Con Morto Stalin se ne fa un altro il regista italoscozzese Iannucci si conferma Messia della satira
di Maurizio Zuccari
Mettete insieme un pubblicitario e un disegnatore francesi di grido, un regista italoscozzese con la faccia da prete e padre napoletano dalle mani in pasta nella pizza, come d’uopo, in quel di Glasgow, e fatene un film. Un’opera seconda, quella d’Armando Iannucci, tratta da un fumettone – graphic novel, come suol dirsi – dal titolo d’antan: La mort de Staline. Il risultato di Morto Stalin se ne fa un altro – questo il titolo nelle sale italiane – è già segnato e tutto qui. L’opera tratta dal doppio volume di Fabien Nury e Thierry Robin ripercorre le vicende legate alla morte del “Magnifico Georgiano” in un’ottica non proprio inedita ma certo originale.

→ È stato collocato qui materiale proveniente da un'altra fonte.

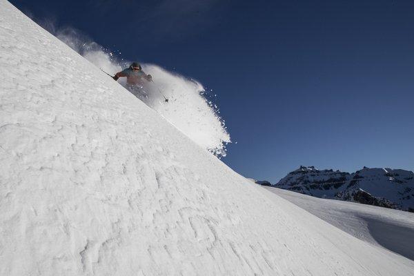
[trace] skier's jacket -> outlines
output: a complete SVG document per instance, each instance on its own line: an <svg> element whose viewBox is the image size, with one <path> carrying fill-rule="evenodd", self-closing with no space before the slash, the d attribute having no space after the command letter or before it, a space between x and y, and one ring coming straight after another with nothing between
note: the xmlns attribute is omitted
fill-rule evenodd
<svg viewBox="0 0 414 276"><path fill-rule="evenodd" d="M130 86L135 86L144 84L147 75L142 70L132 70L129 68L117 72L115 76L126 77L126 83Z"/></svg>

Dove d’italiano non c’è nulla e di politicamente scorretto tutto. Al punto che, visionato da una commissione della Duma, il film ha suscitato un giudizio così tranchant da vietarne la visione in Russia. «Non ho visto niente di più disgustoso nella mia vita», ha dichiarato Yelena Drapeko, portavoce di Medinsky, e dal ministero della Cultura è arrivato il niet.

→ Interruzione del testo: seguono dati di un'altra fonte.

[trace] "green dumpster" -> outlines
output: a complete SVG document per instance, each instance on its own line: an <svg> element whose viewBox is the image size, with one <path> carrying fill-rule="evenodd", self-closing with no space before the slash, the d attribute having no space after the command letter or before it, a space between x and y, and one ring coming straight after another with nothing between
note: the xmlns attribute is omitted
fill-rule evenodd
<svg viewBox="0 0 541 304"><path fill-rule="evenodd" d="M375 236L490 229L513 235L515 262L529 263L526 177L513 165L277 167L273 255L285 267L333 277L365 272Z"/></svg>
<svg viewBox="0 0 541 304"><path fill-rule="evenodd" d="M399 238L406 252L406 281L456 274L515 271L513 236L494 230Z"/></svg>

Poco male per Iannucci, che sulle bizze del potere s’è fatto un nome, dando corpo a fortunate serie tv che ne mettono in luce le follie, mandando in visibilio critica e pubblico (da The day today a Veep, Vicepresidente incompetente). Morto Stalin – qui il trailer – è una farsesca ricostruzione delle ultime ore del leader sovietico e della sarabanda che si scatena alla sua morte nella trista compagnia d’accoliti impegnati a raccoglierne l’eredità. Isolati e messi da parte i fragili figli del dittatore, Vassilij e Svetlana, i vari Berija, Kruscev, Mikojan, Buganin, Kaganovic, Molotov, Malenkov, Zukov si muovono e tramano come macchiette al capezzale del Piccolo padre, intenti nella quadratura del cerchio di carpirne il lascito sconfessandone l’operato senza demolirne la figura. Finché il potente capo dell’Nkvd (ex Kgb), Berija, viene fatto fuori senza riguardi e l’insignificante Kruscev s’avvia a togliere ai compari quel potere assoluto a cui nessuno l’avrebbe associato, da cui sarà scalzato a suo tempo da Breznev.

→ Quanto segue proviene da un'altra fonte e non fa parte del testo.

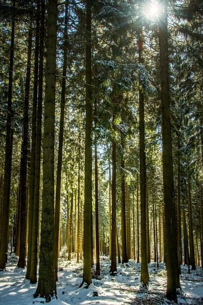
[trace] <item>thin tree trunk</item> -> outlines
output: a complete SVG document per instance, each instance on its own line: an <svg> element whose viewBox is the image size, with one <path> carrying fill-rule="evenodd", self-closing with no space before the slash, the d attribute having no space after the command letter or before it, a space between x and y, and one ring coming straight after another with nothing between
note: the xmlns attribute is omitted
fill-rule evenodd
<svg viewBox="0 0 203 305"><path fill-rule="evenodd" d="M36 123L37 111L38 104L38 69L39 69L39 54L40 43L40 2L37 2L38 16L36 19L36 27L35 35L35 63L34 63L34 80L33 87L33 101L32 111L31 123L31 154L30 162L30 172L29 175L29 212L28 212L28 251L27 260L27 269L25 277L30 278L31 248L32 241L32 225L33 225L33 206L34 204L35 178L35 160L36 146Z"/></svg>
<svg viewBox="0 0 203 305"><path fill-rule="evenodd" d="M69 255L67 256L67 260L71 260L71 252L72 250L73 246L73 201L74 201L74 190L72 186L72 191L71 194L71 209L69 218Z"/></svg>
<svg viewBox="0 0 203 305"><path fill-rule="evenodd" d="M138 174L137 174L137 262L140 262L140 228L139 228L139 182Z"/></svg>
<svg viewBox="0 0 203 305"><path fill-rule="evenodd" d="M80 260L80 137L79 138L79 148L78 151L78 230L77 236L77 262Z"/></svg>
<svg viewBox="0 0 203 305"><path fill-rule="evenodd" d="M57 1L49 0L43 138L43 183L39 281L35 296L56 296L54 259L54 130Z"/></svg>
<svg viewBox="0 0 203 305"><path fill-rule="evenodd" d="M199 181L199 206L200 206L200 223L201 223L201 231L200 231L200 240L202 241L203 238L203 206L202 206L202 187L201 182ZM201 267L203 269L203 248L202 242L200 243L201 250Z"/></svg>
<svg viewBox="0 0 203 305"><path fill-rule="evenodd" d="M64 28L64 43L63 43L63 64L62 77L61 102L60 102L60 128L58 151L58 163L56 174L56 201L55 204L55 273L56 280L58 281L58 235L60 226L60 193L61 185L61 168L62 158L63 142L63 129L64 129L64 116L65 112L65 82L67 70L67 9L69 0L65 1L65 20Z"/></svg>
<svg viewBox="0 0 203 305"><path fill-rule="evenodd" d="M179 139L178 138L178 149L180 148L179 143ZM180 155L178 151L178 179L177 179L177 231L178 231L178 257L179 265L182 264L182 245L181 245L181 205L180 205ZM180 271L181 270L180 267Z"/></svg>
<svg viewBox="0 0 203 305"><path fill-rule="evenodd" d="M166 246L166 297L177 301L176 288L180 287L176 238L174 174L171 132L169 59L167 32L167 0L161 0L159 14L159 45L162 109L163 197ZM172 242L171 240L173 242Z"/></svg>
<svg viewBox="0 0 203 305"><path fill-rule="evenodd" d="M161 211L159 208L159 262L161 262Z"/></svg>
<svg viewBox="0 0 203 305"><path fill-rule="evenodd" d="M109 162L109 259L111 259L111 171Z"/></svg>
<svg viewBox="0 0 203 305"><path fill-rule="evenodd" d="M94 102L94 125L96 126L97 117L97 105L96 100ZM94 145L94 171L95 171L95 249L96 249L96 274L100 275L100 263L99 263L99 236L98 230L98 157L96 144Z"/></svg>
<svg viewBox="0 0 203 305"><path fill-rule="evenodd" d="M121 263L121 259L120 257L120 248L119 248L119 243L118 241L118 228L116 226L116 252L118 255L118 263ZM106 254L105 254L106 255Z"/></svg>
<svg viewBox="0 0 203 305"><path fill-rule="evenodd" d="M30 24L28 33L27 68L25 80L25 100L24 104L23 131L22 149L22 182L20 196L20 234L19 258L18 268L26 266L26 248L27 230L27 174L28 150L29 98L30 83L31 54L32 46L32 25Z"/></svg>
<svg viewBox="0 0 203 305"><path fill-rule="evenodd" d="M16 1L13 1L13 7L15 8ZM13 63L14 56L14 36L15 36L15 14L12 16L11 38L9 62L9 89L8 95L7 118L6 126L6 137L5 147L5 161L4 166L3 202L2 206L2 217L1 219L1 246L0 246L0 270L6 268L8 259L8 238L9 231L10 214L10 193L11 189L11 164L13 151L12 128L11 127L12 109L12 86Z"/></svg>
<svg viewBox="0 0 203 305"><path fill-rule="evenodd" d="M122 263L127 263L128 259L127 255L126 242L126 207L125 207L125 175L124 161L123 158L123 151L124 144L123 135L121 134L121 146L122 152L121 155L121 167L122 169L121 177L121 243L122 243Z"/></svg>
<svg viewBox="0 0 203 305"><path fill-rule="evenodd" d="M81 285L86 283L88 286L92 282L91 258L92 241L92 67L91 67L91 1L86 4L86 98L85 98L85 195L84 206L84 250L83 276Z"/></svg>
<svg viewBox="0 0 203 305"><path fill-rule="evenodd" d="M136 233L135 233L135 221L134 221L134 189L132 190L132 230L133 230L133 260L136 260Z"/></svg>
<svg viewBox="0 0 203 305"><path fill-rule="evenodd" d="M39 69L38 81L38 109L37 114L37 128L36 132L36 152L35 161L34 198L32 212L32 229L31 241L31 255L30 271L30 281L32 284L37 283L37 268L38 253L39 219L40 191L40 172L42 142L42 116L43 93L43 61L45 30L45 2L41 2L41 23L39 49Z"/></svg>
<svg viewBox="0 0 203 305"><path fill-rule="evenodd" d="M116 133L115 114L113 116L113 128ZM116 143L112 139L112 217L111 217L111 275L117 273L116 263Z"/></svg>
<svg viewBox="0 0 203 305"><path fill-rule="evenodd" d="M189 159L187 158L187 190L188 198L188 220L189 220L189 240L190 244L190 263L192 270L196 270L195 259L194 255L193 226L192 221L192 203L191 201L191 188L190 179L189 172Z"/></svg>
<svg viewBox="0 0 203 305"><path fill-rule="evenodd" d="M147 184L146 185L146 234L147 234L147 262L149 263L151 261L150 255L150 241L149 238L149 206L148 198L147 194Z"/></svg>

Le lotte di potere s’intrecciano ai conflitti personali tra una gag e l’altra, spinte sul filo di un humour anglosassone che mette in ridicolo omicidi seriali e colpi bassi, boutade e massacri d’una popolazione inerme e in sostanziale buona fede, vissuta e sopravvissuta nel mito di Stalin come tutto il comunismo mondiale. La dissacrazione di un tempo eroico, così dissimile al nostro, la trasformazione del dramma in burla, così tipica dell’oggi, che tanto hanno disgustato i censori postsovietici lascia presumibilmente perplessi gli spettatori d’Occidente. Distanti anni luce dai fatti di quel marzo 1953, narrati con notevole sagacia e fedeltà, e interpretati da un cast internazionale all’altezza e di tutto rispetto. Non è facile essere esilaranti e stomachevoli allo stesso tempo, volgere il comico in tragico e, viceversa, sul filo dell’orrido buttare tutto in caciara. Iannucci si muove bene in questo zigozago parossistico, dietro la macchina da presa si colgono echi shakespeariani, oltre che l’arguzia della bande dessinée. Qualcuno l’ha definito il Messia della satira. Non a torto se riesce a far sorridere pure su Stalin, notoriamente un tipo su cui c’era poco da scherzare.